[IMPROVEMENT] labeling nodes hosting replicas to enable podAffinity #9741

dberardo-com · 2024-10-31T09:08:16Z

dberardo-com
Oct 31, 2024

i am using a volume with 2 replicas on a 3 node cluster, with best-effort data locality startegy and read write once policy.

there is one pod using the volume, which needs fast read and write to disk so that's why the "best-effort" locality.

this pod is currently "free-to-move" among all cluster's node, but because the underlying volume has a lot of data, it would be desirable the have the pod constrained to just the 2 nodes hosting the volume replicas, otherwise if the pod starts on a node that does not have a replica, a huge data transfer process needs to start.

i thought of using podAffinity on the Pod definition for this, but how can i target the nodes hosting the replicas, is there any label i can use?

DamiaSan · 2024-10-31T09:34:26Z

DamiaSan
Oct 31, 2024
Collaborator

Have a look here https://longhorn.io/docs/1.7.2/advanced-resources/deploy/node-selector/

2 replies

dberardo-com Nov 2, 2024
Author

Thanks for the reply, but this is not solving my use case.

So the issue here is not assigning replicas to nodes, but assigning pods (preference) to nodes that have replicas on them, to avoid rebuilding the replicas on other nodes if not necessary.

Please let me know if I have not 'mmade myself clear with my explanation above and I will rephrase the description.

dberardo-com Nov 30, 2024
Author

I hope that makes my point more clear?
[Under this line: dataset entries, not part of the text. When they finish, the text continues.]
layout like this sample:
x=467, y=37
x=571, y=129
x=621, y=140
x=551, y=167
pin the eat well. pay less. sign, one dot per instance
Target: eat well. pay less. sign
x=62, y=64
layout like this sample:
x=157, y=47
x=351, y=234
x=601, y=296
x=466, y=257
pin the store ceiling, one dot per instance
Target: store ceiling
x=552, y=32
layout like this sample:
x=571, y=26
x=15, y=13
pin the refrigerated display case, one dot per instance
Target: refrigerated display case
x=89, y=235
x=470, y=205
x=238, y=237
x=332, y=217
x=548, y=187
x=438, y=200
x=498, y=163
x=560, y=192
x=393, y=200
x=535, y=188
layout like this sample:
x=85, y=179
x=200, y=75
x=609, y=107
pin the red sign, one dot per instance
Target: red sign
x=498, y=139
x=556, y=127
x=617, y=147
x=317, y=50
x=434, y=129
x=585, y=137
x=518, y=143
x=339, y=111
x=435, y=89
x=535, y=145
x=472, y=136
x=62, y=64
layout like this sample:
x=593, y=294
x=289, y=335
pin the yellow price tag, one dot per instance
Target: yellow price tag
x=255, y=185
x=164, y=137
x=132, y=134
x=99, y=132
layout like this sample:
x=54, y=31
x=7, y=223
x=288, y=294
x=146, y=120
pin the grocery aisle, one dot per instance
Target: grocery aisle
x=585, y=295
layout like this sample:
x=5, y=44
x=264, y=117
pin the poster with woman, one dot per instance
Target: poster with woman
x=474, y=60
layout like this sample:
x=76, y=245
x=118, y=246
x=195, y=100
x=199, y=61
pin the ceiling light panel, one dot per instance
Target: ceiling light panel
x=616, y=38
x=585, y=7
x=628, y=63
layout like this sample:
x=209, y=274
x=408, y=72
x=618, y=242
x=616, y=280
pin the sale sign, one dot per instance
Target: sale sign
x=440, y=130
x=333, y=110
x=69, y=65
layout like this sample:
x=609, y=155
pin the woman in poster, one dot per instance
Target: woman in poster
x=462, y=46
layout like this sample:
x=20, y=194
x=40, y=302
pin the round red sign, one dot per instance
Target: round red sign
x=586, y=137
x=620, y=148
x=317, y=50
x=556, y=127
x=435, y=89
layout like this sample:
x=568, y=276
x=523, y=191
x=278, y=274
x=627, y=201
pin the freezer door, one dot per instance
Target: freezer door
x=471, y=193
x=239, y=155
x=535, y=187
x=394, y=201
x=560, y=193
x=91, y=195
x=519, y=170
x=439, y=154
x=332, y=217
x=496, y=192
Or should I describe it Better?

DamiaSan · 2024-12-02T07:32:45Z

DamiaSan
Dec 2, 2024
Collaborator

cc @ChanYiLin

0 replies

ChanYiLin · 2024-12-05T10:14:39Z

ChanYiLin
Dec 5, 2024
Collaborator

@dberardo-com
Lets say you have 3 nodes
How about

Set the tag, for example, special on the 2 Nodes in Longhorn
Create the volume with the "Node Tags": "special", so the replicas will be only created on these 2 Nodes
Then use kubectl to set the label to the nodes with "tag"="special"
Create the pod with the nodeSelector: {"tag": "ssd"}}

The concept here is to

force the replicas to some set of the node
force the pods to same set of the node

We can only help on the first one,
but for second one it is outside the scope of Longhorn, above is just one possible way.
You can search how to force pod to be created on some nodes.

8 replies

dberardo-com Dec 6, 2024
Author

They only provide node-affinity/taint mechanism for you to place the pods on the nodes you want

these are techniques i know of, but i am not sure how k8s handles pod <-> volume stickiness contraint (affinity?) for regular volumes, think hostPath, or local provisioner in k3s, etc. I was hoping there was some advanced hidden mechanism that could be used to force pods on the same nodes as a volume

Again, Longhorn cant control users pods and it shouldn't.
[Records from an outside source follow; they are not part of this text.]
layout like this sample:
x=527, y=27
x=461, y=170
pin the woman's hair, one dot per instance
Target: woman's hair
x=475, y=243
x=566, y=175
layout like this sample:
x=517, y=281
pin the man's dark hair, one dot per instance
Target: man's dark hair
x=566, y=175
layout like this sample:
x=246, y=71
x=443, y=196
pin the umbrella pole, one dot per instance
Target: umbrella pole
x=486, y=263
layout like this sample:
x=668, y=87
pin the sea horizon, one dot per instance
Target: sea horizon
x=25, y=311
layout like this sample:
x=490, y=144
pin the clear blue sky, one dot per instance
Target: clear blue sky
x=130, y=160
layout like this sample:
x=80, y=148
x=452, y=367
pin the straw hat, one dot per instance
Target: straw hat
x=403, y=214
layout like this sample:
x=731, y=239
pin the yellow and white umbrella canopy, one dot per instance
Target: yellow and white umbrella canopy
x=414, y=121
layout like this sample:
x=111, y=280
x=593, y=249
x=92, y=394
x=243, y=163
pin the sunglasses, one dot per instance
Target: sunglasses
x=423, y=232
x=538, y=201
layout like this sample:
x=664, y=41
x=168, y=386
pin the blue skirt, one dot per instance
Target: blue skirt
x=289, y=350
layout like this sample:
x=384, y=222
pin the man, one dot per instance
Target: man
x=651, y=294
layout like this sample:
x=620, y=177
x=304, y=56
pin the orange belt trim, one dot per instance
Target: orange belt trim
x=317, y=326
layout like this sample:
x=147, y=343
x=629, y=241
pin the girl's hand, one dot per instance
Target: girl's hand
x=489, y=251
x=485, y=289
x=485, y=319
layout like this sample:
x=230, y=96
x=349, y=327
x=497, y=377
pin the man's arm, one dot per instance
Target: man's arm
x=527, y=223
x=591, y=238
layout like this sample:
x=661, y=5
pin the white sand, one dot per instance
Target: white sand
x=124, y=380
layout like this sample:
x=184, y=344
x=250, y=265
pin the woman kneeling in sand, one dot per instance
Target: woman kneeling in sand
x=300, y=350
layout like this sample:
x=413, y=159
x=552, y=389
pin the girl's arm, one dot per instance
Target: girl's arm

i understand, but cloud providers charge big money for moving data around between data nodes, so this would make quite an impact on budgets (and performance too)

Adding labels to the node and adding node-selector or node-affinity to your pods is the most standard solution to this and is encouraged by the K8s official docs.

i see ... is there any pod in the longhorn-system namespace that one could make use of in order to create a podAffinity for the workloads ? Is there any pod, like the instanceManager for example that can be used to trigger the desired mechanism? I have not checked what happens if a node goes down whose volume was attached to the workload. is the instanceManager spawning on a new node BEFORE the workload is scheduled or does it happen AFTER ? if it happens before, then perhaps one could use the instanceMAnager as the affinity source

ChanYiLin Dec 6, 2024
Collaborator

In short, "k8s handles pod <-> volume stickiness contraint (affinity?)" doesn't exist in K8s

Pod is pod, managed by K8s and you
Volume is volume, managed by the third party, e.g. Longhorn, Ceph, GPC, AWS,...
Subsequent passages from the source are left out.